Filed under: News, Race and Civil Rights
Just in time for Thanksgiving discussions, across America comes more SMDH news about the black community, including the risk of the Republican resurgence gerrymandering more black folk into political obscurity, an 18-year-old being beaten to death at an Atlanta house party, and the comparatively pointless bantering over Tyler Perry's For Colored Girls.
But now here comes a brand new statistical kicker that will only serve to leave more people shaking their d**n heads and giving ammunition to those who hate us: black babies are now born out of wedlock at a rate of 72 percent.
Okay, scared yet?
The government statistic, echoed by a post the other day here on BV, reflects an increase of two percent over just last year. But when we pull out our skepticism app for our brains, we find that was a loaded statistic then and it's a loaded statistic now that you can't trust.
Now, facts are facts and figures are figures. But my nose leads me to question all things I read before I believe them out right. First, the statistics come from the Centers for Disease Control, and there is no evidence to dispute them, however there are more numbers to look at than just the one focused on in the articles that seem to be burning up the blogosphere.
Secondly, and this is something I presented a year and a half ago, when we look at the number of out-of-wedlock births in the black community, figures like these seem to count a raw number of live births, but do not account for the total overall drop in these births.
As I explained in the article, in 1960, black women had an average of 153.5 babies per 1,000 women, by 1988 the number was down to 82.6 per 1000 in 2005 it was 67.2 per 1,000. To follow up on those figures, in 2008 the birthrate for black women had gone up only to 71.2 per 1,000.
So in 50 years, black women are having an overall 46 percent fewer children.
The dramatic decrease in birthrates does follow a nationwide as well as Western society trend in which women in wealthier nations are choosing when they will have children, if at all. But it means something specific for our community in that during the time since black birthrates were at their highest, the prison industrial complex which 1 in 4 black men will see the inside of in their lifetimes has expanded to 2 million people, disproportionately black. Meawhile, the American manufacturing complex that employed so many black men after World War II has decreased sharply (without any replacement in academic or technical training) leaving the black male unemployment rate at just 50 percent.
More prison and fewer jobs equals fewer men that make suitable husbands for women of childbearing and rearing age. So families that would have existed in the traditional nuclear sense have decreased. Thus 72 percent of the women who actually go through with a pregnancy are not married.
So the statistic does not mean 72 percent of black women have babies out of wedlock? It is erroneous to even suggest that.

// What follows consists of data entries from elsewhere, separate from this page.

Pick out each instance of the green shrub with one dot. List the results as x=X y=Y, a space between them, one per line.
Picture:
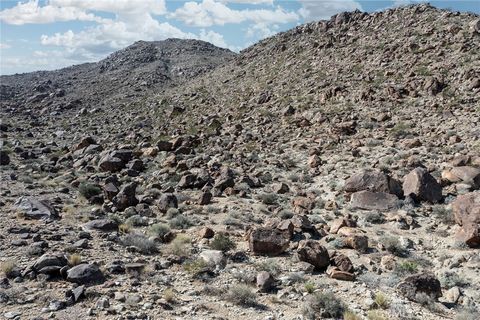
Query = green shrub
x=159 y=230
x=241 y=294
x=222 y=242
x=324 y=303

The number indicates that 72 percent of the babies actually born to the black women who have them are born outside of marriage. Additionally, far too many people suggest that those children will all be wayward ghetto urchins destined to sponge off taxpayers through their childhoods. But it does not give an indication of the income levels of the children, what percentage are being raised with their dad in the picture, nor quantifying it with high black infant mortality rates.

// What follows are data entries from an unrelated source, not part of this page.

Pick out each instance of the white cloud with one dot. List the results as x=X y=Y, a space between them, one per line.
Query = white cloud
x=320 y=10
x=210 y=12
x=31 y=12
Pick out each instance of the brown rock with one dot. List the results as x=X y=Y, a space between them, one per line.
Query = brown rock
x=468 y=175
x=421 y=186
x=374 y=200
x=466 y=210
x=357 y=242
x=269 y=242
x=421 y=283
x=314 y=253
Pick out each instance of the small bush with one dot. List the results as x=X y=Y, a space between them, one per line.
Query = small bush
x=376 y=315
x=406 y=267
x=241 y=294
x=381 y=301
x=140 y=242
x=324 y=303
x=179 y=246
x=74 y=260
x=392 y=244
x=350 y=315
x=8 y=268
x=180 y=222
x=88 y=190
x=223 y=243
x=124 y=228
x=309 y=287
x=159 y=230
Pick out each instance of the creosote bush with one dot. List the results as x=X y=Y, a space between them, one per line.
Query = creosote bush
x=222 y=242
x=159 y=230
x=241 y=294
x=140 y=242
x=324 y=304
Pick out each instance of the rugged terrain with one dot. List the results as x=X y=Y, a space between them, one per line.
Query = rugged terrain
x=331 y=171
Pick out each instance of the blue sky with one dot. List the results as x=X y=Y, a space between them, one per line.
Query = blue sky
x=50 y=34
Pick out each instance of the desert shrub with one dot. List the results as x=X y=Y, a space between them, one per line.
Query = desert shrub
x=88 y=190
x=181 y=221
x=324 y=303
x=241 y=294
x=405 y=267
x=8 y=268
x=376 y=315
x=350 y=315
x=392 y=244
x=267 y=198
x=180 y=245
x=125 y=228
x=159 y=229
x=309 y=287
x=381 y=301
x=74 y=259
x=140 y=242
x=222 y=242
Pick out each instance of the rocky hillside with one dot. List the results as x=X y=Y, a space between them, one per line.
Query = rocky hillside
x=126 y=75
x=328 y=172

Now I'm not arguing that we don't need fathers in the home. We need them now more than ever, but the one thing that makes being a father easier is not part of the equation: employment and its supportive cousin, education.
Marriage is not beneficial to men who cannot support a family and don't have the education or skill to get such a job and when you have a population as marginalized as the black American male, a culture of irresponsible behavior and a cavalier attitude toward traditional values becomes prevalent and self-perpetuating over generations.

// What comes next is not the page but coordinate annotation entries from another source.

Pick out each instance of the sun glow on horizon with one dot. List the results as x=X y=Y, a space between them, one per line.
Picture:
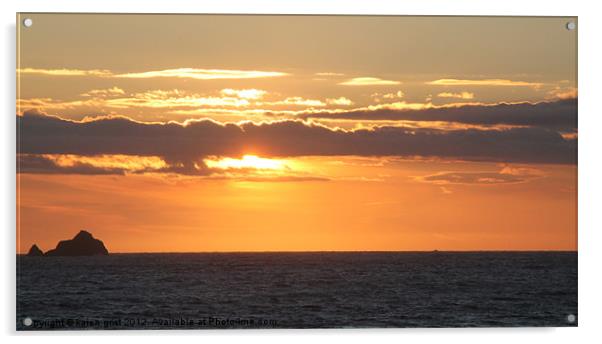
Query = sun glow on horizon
x=246 y=162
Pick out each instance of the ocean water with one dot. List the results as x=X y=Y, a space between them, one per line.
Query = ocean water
x=297 y=290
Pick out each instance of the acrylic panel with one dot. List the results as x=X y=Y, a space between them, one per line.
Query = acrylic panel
x=290 y=171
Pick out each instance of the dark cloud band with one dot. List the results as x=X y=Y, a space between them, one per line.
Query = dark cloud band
x=184 y=145
x=559 y=115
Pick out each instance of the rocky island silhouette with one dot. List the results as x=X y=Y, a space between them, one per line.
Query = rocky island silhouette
x=83 y=244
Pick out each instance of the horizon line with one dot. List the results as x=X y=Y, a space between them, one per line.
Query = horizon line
x=350 y=251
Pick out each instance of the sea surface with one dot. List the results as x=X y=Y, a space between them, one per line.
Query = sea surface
x=297 y=290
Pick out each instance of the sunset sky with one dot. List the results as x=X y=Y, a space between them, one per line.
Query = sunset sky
x=186 y=133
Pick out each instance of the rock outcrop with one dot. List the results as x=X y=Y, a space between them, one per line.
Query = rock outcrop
x=83 y=244
x=35 y=251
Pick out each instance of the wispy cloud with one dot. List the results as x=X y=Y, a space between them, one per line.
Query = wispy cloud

Hence, baby mamas, baby daddies and 30-year-old grandmothers.
My point? The economics of the black community is the underlying root to all of this. We can throw statistics out all day. We can weep about boys with pants hanging low. We can lament about girls being loose. We can run to ministers and ask them to pray us out of this rut. But none of it will work until our community looks inward to focus on the micro- and macroeconomic issue that affect how we live and behave.
Those are numbers I'm willing to crunch.